Ketika pesawat koalisi pimpinan AS membom posisi tentara Suriah di Deir-iz-Zor pada 17 September, tanggapan Rusia adalah mendramatisir dan mendistorsi insiden tembakan persahabatan yang khas. Tidak ada alasan untuk mengklaim, seperti yang dilakukan Moskow, bahwa pesawat koalisi sengaja menargetkan posisi tentara Suriah untuk memfasilitasi gerak maju ISIS. Faktanya, insiden tersebut mungkin merupakan kejadian pertama dari pesawat koalisi yang berusaha memberikan dukungan udara jarak dekat kepada pasukan Assad melawan ISIS. Ada upaya Amerika untuk mengoordinasikan serangan dengan militer Rusia yang tampaknya tidak mengetahui posisi tentara Suriah di daerah sasaran. Bagaimanapun, pernyataan awal Rusia yang menyalahkan Washington karena “mendukung Negara Islam” sangat keterlaluan. Ini bukan cara membangun kepercayaan dalam persiapan operasi militer bersama.
Serangan udara pada konvoi kemanusiaan PBB di dekat Aleppo, yang Washington tuduhkan pada Angkatan Udara Rusia dan Suriah, mungkin merupakan pukulan mematikan bagi perjanjian AS-Rusia. Paling tidak, ini menyoroti risiko bagi AS dalam keputusan penargetan bersama dengan Rusia. Sulit membayangkan mengapa Moskow sengaja menargetkan konvoi kemanusiaan, ketika serangan yang gagal tidak bisa dipercaya. Versi peristiwa Departemen Pertahanan, yang berubah setiap 12 jam atau lebih, menimbulkan kepercayaan, menciptakan apa yang dijelaskan Menteri Luar Negeri AS John Kerry di PBB sebagai “alam semesta paralel”. Assad jelas memiliki motif untuk menyerang konvoi tersebut karena sejalan dengan kebijakannya untuk membuat kehidupan sipil di wilayah yang dikuasai pemberontak tidak dapat dipertahankan.

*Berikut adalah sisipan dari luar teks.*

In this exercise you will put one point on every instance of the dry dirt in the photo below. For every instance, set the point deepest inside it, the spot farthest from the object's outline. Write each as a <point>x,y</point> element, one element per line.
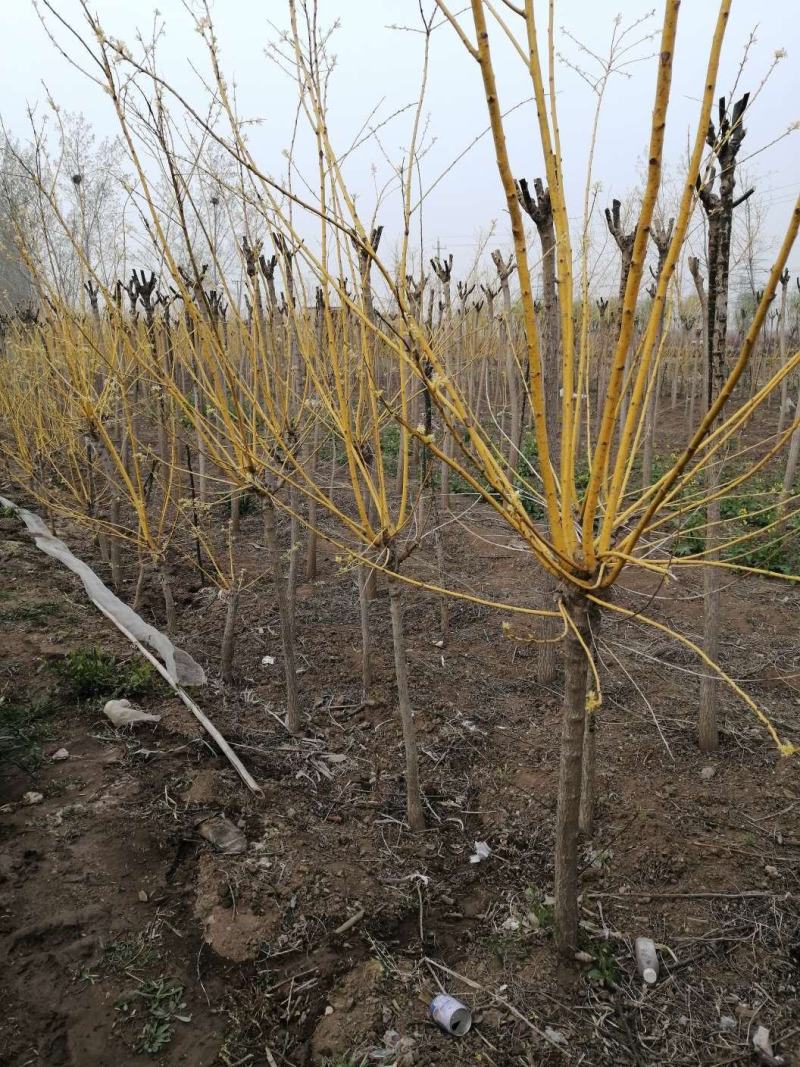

Moskow tampaknya memiliki sedikit kapasitas untuk menyampaikan kepatuhan Assad dan bahkan mungkin cenderung setuju dengan niatnya untuk berperang sampai akhir. Rusia mungkin mencoba untuk menekan AS, dengan meningkatkan tingkat kekerasan, untuk mengubah ketentuan tertentu dari perjanjian Jenewa, mungkin untuk mendapatkan persetujuan AS untuk membunuh kelompok pemberontak Islam terbesar – Ahrar al-Sham dan Jaish al – untuk ditunjuk sebagai “teroris”. Islam — ancaman utama terhadap kekuasaan Assad. Namun, dalam prosesnya, hal itu berisiko menghancurkan konsensus yang rapuh di Washington bahwa mengupayakan kerja sama militer dengan Rusia untuk menghentikan pembunuhan di Suriah tidak lagi bermanfaat. Sekarang panggilan Moskow.